JOSÉ LUIS ZUBIZARRETA-EL CORREO

  • Europa sacó de su convulsa historia la conclusión de que la mejor política consiste en que la moderación atraiga a la radicalidad en vez dejarse arrastrar por ella hacia los extremos

Todo proceso arroja subproductos. Alguno resulta ser más valioso que el perseguido. También ocurre en política. Los comicios autonómicos que se celebraron el pasado día 13 en la comunidad de Castilla y León son un ejemplo. A falta de saber cuál era su objetivo exacto, han planteado un problema que, no previsto en origen, ha desbancado la atención que merecería lo que se decía pretender. Sea cual sea el Gobierno que se forme o haya de repetirse el proceso por no haberse logrado formar ninguno en plazo, el debate se halla ya centrado en la procedencia o improcedencia de contar, como uno de sus miembros, con el partido que se ha ganado, a pulso y con creces, la fama de ocupar el polo diestro más extremo del espectro político.

El problema venía de lejos y no acababa de abordarse como su gravedad merece. Por ponerle una fecha, dataría del momento en que los dos grandes partidos que se habían alternado en la gobernación del país comenzaron a perder representatividad o, visto desde el otro lado, en que irrumpieron las nuevas fuerzas que se formaron en sus flancos exteriores con el objetivo de desplazarlos. Vox y Podemos son hoy, aunque no los únicos, los más significados. De flotar en el ambiente y ser abordado sólo en la academia, el problema ha pasado, tras los comicios citados, a introducirse en el núcleo de los partidos afectados, el socialista y el popular. En ambos se oyen ya voces discordantes, aún no demasiado articuladas, sobre la citada disyuntiva.

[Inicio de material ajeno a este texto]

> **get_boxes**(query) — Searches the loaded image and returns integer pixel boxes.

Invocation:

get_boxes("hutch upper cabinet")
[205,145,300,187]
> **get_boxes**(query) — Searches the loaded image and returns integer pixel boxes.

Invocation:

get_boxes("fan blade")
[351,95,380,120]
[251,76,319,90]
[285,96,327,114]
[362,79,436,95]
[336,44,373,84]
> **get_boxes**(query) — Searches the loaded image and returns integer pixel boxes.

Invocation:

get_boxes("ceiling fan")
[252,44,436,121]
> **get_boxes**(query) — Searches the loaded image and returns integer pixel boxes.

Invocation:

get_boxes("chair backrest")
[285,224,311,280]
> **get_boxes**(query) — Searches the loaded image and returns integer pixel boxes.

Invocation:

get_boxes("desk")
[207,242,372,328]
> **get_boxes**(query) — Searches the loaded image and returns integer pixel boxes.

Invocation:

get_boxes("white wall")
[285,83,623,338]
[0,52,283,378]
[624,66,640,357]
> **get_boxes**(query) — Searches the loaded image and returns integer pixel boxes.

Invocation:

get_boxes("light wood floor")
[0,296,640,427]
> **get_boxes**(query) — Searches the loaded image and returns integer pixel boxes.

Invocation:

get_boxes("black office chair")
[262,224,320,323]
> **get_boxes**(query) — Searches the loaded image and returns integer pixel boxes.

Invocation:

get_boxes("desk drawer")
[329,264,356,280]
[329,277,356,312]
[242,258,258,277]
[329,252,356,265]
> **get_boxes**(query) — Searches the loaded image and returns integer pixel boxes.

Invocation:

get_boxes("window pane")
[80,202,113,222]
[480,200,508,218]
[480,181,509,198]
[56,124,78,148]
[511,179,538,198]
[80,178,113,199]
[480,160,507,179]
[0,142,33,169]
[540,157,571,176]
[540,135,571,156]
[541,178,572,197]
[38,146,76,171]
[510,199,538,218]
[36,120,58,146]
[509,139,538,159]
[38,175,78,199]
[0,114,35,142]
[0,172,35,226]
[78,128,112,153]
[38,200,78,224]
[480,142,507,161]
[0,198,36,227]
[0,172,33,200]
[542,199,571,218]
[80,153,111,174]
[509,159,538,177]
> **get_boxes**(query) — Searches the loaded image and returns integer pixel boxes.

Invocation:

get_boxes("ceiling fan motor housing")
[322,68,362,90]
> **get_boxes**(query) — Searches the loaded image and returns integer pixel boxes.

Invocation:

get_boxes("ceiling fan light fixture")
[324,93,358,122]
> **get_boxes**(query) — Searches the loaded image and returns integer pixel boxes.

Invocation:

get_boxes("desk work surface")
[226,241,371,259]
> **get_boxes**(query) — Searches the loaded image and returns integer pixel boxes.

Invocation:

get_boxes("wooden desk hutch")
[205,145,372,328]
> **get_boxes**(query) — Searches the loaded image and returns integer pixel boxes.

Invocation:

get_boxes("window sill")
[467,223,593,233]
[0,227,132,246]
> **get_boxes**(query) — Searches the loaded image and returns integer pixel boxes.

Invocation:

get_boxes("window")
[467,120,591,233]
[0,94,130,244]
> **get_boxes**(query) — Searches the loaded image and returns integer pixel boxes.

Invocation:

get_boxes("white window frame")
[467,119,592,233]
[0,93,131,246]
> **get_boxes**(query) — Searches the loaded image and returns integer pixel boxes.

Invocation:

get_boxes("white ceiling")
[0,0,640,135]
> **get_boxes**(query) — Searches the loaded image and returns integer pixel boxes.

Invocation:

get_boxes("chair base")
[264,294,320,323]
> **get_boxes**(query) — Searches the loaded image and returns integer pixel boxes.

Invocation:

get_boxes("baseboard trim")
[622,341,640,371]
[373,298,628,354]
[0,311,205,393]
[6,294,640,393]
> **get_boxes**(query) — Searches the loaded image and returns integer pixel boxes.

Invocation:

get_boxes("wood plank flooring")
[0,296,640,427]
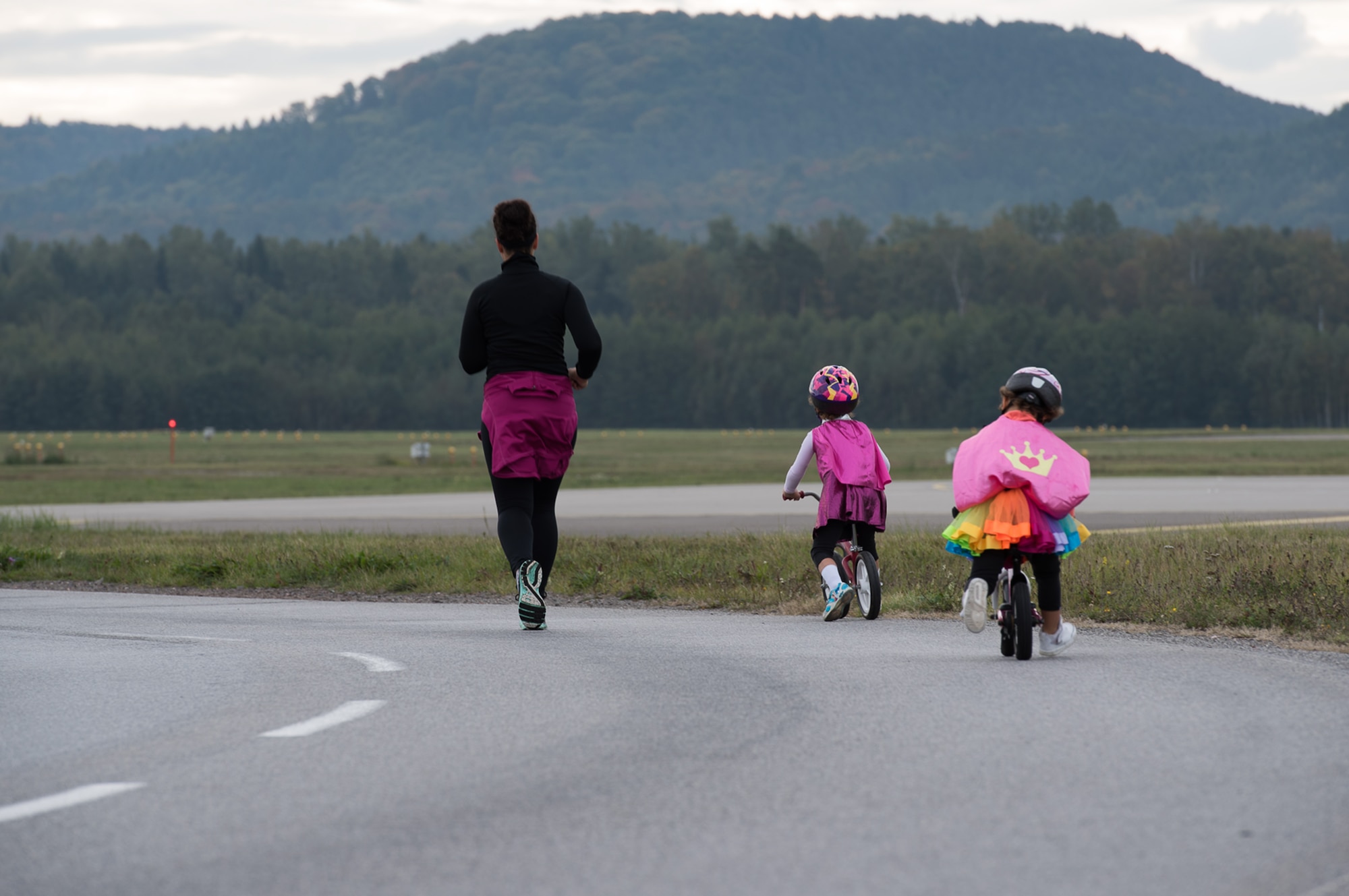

No está claro, de momento, si tanto las favorables como las contrarias persiguen un objetivo que vaya más allá del más miope tacticismo electoralista.

El problema que vislumbra Castilla y León venía de lejos, y no se abordaba como su gravedad merece

Las urnas han dejado en estos partidos heridas de lenta curación. Su reacción inmediata ha sido la de ocultar las propias y hurgar en las ajenas. Pero, sólo reconocer cada uno las suyas, junto con la propia responsabilidad en causarlas, dará paso a la necesaria reflexión. El problema no es, además, de los que se zanjan por lo sano, sino que pide negociación para llegar a arreglos. Si el TC no ha sido aún capaz de pronunciarse sobre la validez de las promesas condicionadas que algunos diputados usan para simular un incierto acatamiento de la Constitución, difícilmente podrá esperarse que una norma dirima esta otra cuestión en que legitimidad y gobernabilidad, dogmatismo y pragmatismo, se imbrican de modo inextricable. La cuestión es compleja. De actitud más que de leyes. Por citar un país al que solemos mirar como ejemplo, no cabe olvidar que, en Alemania, tan proscrita por los partidos centrados es, en el nivel federal, la AfD, por la derecha, como Die Linke, por la izquierda. No es por imposición constitucional, sino el acuerdo previo que los partidos de la centralidad han alcanzado en pro de unas reglas de juego que eviten que la necesaria alternancia bascule de extremo a extremo y produzca exclusiones alternativas. Sin ese acuerdo previo, la hipocresía y el ventajismo -la ley del embudo, en suma- hacen temer en nuestro país que el asunto siga esgrimiéndose como arma arrojadiza en la lid electoral en vez de abordarse como un conflicto que requiere un arreglo adecuado para que el sistema funcione.

El proceso es delicado y ha de razonarse de modo que el ciudadano entienda por qué y para qué se lleva a cabo y evite la sospecha de apropiación arbitraria del poder por una parte del todo. A nadie excluye del sistema ni del pleno ejercicio de la representación popular. Sólo lo hace de la gestión institucional que del sistema se hace desde el poder constituido. No podía ser de otro modo en una Constitución no militante en la que sus más acerbos críticos tienen cabida. La finalidad es salvaguardar la salud de la democracia, y su solidez está en que así lo entienda y respalde con el voto la ciudadanía. Se trata, en suma, de que la moderación atraiga hacia sí a la periferia en vez de dejarse arrastrar por ella hacia los extremos. Es la conclusión que Europa sacó de una convulsa historia no lejana en que se vio brutalmente zarandeada por la radicalidad de los extremos. Y, si entre nosotros suena a estratagema ideada por pusilánimes para perpetuar un cómodo statu quo, es porque nuestros partidos entienden la política como confrontación sectaria entre enemigos en vez de como cooperación entre diferentes en pos de un bien común que todos puedan compartir de manera equitativa. Es la utopía que siempre idearon los mejores. Pero de éstos no tenemos, de momento, ni en escaparate ni en almacén.